Pire encore, le film se joue de nos nerfs et de notre jeu d’anticipation. Dans certaines séquences, un time code sur le côté se met à défiler en accéléré quand rien d’intéressant ne se passe, et revient en vitesse réelle quand la narration reprend son cours, et que le surnaturel surgit. Si nous pouvons parler de narration, dans un scénario rudimentaire et parfois même poussif: pourquoi se filmer sans arrêts, si ce n’est que dans un but de diffusion. La supercherie est là, les personnages savent déjà que leur film sera diffusé. Leur psychologie n’est pas si sommaire que cela: ils se révèlent vaniteux, et illustrent ce journalisme américain toujours à la recherche d’un sensationnisme et d’un démantèlement de complot. Et surtout ils reflètent la psychologie de leur réalisateur, tout aussi vaniteux, qui croit en son succès. Ici, il s’agit de prouver que ce qu’on nous a toujours dit est faux: les fantômes existent! Mais nous ne sommes pas dupes, nous mettrons à jour la vaste supercherie gouvernementale. Vous vous devez de nous croire, nous faisons un documentaire, les images ne mentent pas.
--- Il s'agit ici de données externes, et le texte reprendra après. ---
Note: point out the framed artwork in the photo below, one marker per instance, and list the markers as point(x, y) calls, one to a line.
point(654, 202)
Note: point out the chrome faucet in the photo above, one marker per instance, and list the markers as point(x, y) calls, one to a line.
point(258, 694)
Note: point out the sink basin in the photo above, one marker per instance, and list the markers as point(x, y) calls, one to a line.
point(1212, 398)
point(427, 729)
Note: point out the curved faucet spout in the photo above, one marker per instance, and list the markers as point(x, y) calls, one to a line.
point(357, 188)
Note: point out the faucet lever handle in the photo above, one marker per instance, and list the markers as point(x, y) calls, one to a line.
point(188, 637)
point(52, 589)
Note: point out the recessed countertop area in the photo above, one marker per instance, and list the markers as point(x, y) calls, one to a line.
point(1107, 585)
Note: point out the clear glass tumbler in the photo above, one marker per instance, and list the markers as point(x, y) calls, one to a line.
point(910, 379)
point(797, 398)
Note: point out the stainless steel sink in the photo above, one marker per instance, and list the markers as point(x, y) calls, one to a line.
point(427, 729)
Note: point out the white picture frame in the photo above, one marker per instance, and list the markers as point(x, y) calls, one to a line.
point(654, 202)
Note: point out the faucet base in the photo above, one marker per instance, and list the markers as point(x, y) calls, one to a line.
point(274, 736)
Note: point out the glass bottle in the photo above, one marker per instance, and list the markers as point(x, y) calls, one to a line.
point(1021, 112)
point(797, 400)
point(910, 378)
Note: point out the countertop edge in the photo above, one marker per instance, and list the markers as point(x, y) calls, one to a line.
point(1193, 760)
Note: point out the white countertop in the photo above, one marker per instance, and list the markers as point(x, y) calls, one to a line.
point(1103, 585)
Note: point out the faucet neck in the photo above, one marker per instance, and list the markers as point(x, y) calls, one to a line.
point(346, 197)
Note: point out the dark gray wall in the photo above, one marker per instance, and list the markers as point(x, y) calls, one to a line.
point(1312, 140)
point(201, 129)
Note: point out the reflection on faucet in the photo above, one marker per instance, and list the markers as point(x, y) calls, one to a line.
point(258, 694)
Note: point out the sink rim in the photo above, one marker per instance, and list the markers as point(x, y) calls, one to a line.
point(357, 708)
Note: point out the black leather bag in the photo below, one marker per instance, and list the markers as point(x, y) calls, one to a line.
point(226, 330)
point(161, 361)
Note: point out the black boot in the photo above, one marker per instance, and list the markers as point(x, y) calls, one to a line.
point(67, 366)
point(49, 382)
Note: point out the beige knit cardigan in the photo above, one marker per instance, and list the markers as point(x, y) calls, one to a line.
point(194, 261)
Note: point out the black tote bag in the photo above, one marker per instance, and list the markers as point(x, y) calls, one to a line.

Hélas si, de nos jours, les images mentent, les apparences sont bien souvent trompeuses. L’analogie à Hitchcock devient alors des plus tentantes. Lui qui, dans fenêtre sur cour, montrait déjà les dangers de la déduction du spectateur. Un film nous donne une série d’indices qui nous permettent ainsi d’aboutir à nos propres conclusions. Mais parfois, nos conclusions se révèlent fausses. Le pouvoir du documentaire comme étant une forme du « vrai » vont forcément séduire ces cinéastes a la recherche de réalité faussée. Voilà pourquoi Brian de Palma, grand héritier d’Hitchcock reprend cette forme documentaire dans Redacted.
Alors pourquoi s’attarder sur Paranormal activity, qui n’a pas la puissance allégorique et politique de Zelig (Woody Allen), District 9 (Neil Blomkamp) ou de Redacted (Brian de Palma), justement? Parce qu’il y a quelque chose d’important à en tirer. Une constatation, presque une prophétie : le cinéma entre dans une nouvelle ère. Quand une scène fait peur, se cacher les yeux ne suffit plus. Il faut également se boucher les oreilles, car les effets sonores sont de plus en plus subtils et frissonnants (mais le cinéma doit beaucoup cela au travaille sonore de David Lynch). Et ce qui fait peur, comme nous le disions, c’est la banalité de l’exposition. Ce couple décide de se filmer, comme des millions d’autres couples dans le monde. Mais celui-ci découvre pendant la nuit d’étranges phénomènes. La liberté de se filmer est à son paroxysme, tout le monde peut faire son cinéma, et tout le monde peut capter un événement drôle ou inquiétant. Bienvenu dans un nouveau cinéma, un cinéma numérique, là où tout peut arriver, n’importe quand, n’importe où, et surtout, avec n’importe qui.